With the subkeys on the Yubikey, and provided gpg2 --card-status reports your card as detected, if you have the gpg-agent running with SSH support enabled you should be able to just run:

ssh-add -l

And have it list your card serial number. You can then use ssh-add -L to get the public key to use to add to authorized_keys files to use your authentication GPG subkey as a SSH key. If it doesn't work, make sure the gpg-agent is running and that ssh-add uses the right socket, and make sure pcscd isn't interfering (it seemed to get stuck in a weird state, and not shutting down automatically as it should after dealing with a request).

Whenever you try to use one of the subkeys (or the master key), rather than being asked for the passphrase for the key (which you should have set as a very difficult, absolutely unguessable string that you and only you could remember and think of), you will be asked to enter the User PIN set for the smartcard.

You've achieved proper two-factor authentication.
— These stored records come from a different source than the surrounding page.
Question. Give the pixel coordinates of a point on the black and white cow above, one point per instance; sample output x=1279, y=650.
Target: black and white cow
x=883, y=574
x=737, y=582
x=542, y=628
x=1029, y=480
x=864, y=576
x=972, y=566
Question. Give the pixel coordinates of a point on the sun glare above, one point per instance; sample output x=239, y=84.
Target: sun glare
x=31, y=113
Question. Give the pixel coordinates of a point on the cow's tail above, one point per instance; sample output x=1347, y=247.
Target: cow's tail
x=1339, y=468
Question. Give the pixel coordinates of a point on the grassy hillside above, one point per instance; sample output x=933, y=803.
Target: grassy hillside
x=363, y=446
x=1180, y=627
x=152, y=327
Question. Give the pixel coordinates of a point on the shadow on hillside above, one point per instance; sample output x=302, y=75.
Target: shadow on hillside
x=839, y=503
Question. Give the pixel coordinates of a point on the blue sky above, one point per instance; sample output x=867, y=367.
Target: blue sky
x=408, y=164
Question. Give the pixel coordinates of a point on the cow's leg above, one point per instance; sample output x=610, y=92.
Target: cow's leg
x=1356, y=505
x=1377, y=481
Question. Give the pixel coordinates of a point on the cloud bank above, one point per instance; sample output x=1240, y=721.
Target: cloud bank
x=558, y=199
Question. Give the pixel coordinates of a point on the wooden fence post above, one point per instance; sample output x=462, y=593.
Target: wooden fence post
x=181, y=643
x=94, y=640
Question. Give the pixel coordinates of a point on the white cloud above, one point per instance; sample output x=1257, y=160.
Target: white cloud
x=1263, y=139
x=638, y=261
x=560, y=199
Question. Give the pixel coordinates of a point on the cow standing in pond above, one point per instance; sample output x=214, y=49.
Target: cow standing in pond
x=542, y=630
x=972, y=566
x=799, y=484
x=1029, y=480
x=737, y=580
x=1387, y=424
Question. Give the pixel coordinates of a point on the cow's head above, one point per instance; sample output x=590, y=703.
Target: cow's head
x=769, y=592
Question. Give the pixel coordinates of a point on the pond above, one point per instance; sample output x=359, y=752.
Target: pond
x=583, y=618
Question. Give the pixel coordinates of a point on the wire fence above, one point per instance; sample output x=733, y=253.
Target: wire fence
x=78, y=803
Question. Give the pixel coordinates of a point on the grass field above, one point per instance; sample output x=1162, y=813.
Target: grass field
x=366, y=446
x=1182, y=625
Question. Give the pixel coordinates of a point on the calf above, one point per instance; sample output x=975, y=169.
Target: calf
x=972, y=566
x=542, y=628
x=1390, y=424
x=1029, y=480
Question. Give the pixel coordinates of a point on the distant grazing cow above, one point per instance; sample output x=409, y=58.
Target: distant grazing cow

Note of ECC on the Yubikey: according to the marketing documentation, the Yubikey knows about ECC p256 and ECC p384. Unfortunately, it looks like safecurves.cr.yp.to considers these unsafe, since they do not meet all the SafeCurves requirements. I'm not especially versed in cryptography, but this means I'll read up more on the subject, and stay away from the ECC implementation on the Yubikey 4 for now. However, it doesn't seem, at first glace, that this ECC implementation is meant for GPG at all. The Yubikey also has PIV magic which would allow it to be used as a pure SSH smartcard (rather than using a GPG authentication subkey for SSH), with a private certificate being generated by the card. These certificates could be created using RSA or ECC. I tried to play a bit with it (using RSA), following the SSH with PIV and PKCS11 document on developers.yubico.com; but I didn't manage to make it work. It looks like the GPG functions might interfere with PIV in some way or I could just not handle the ssh-agent the right way. I'm happy to be shown how to use this correctly.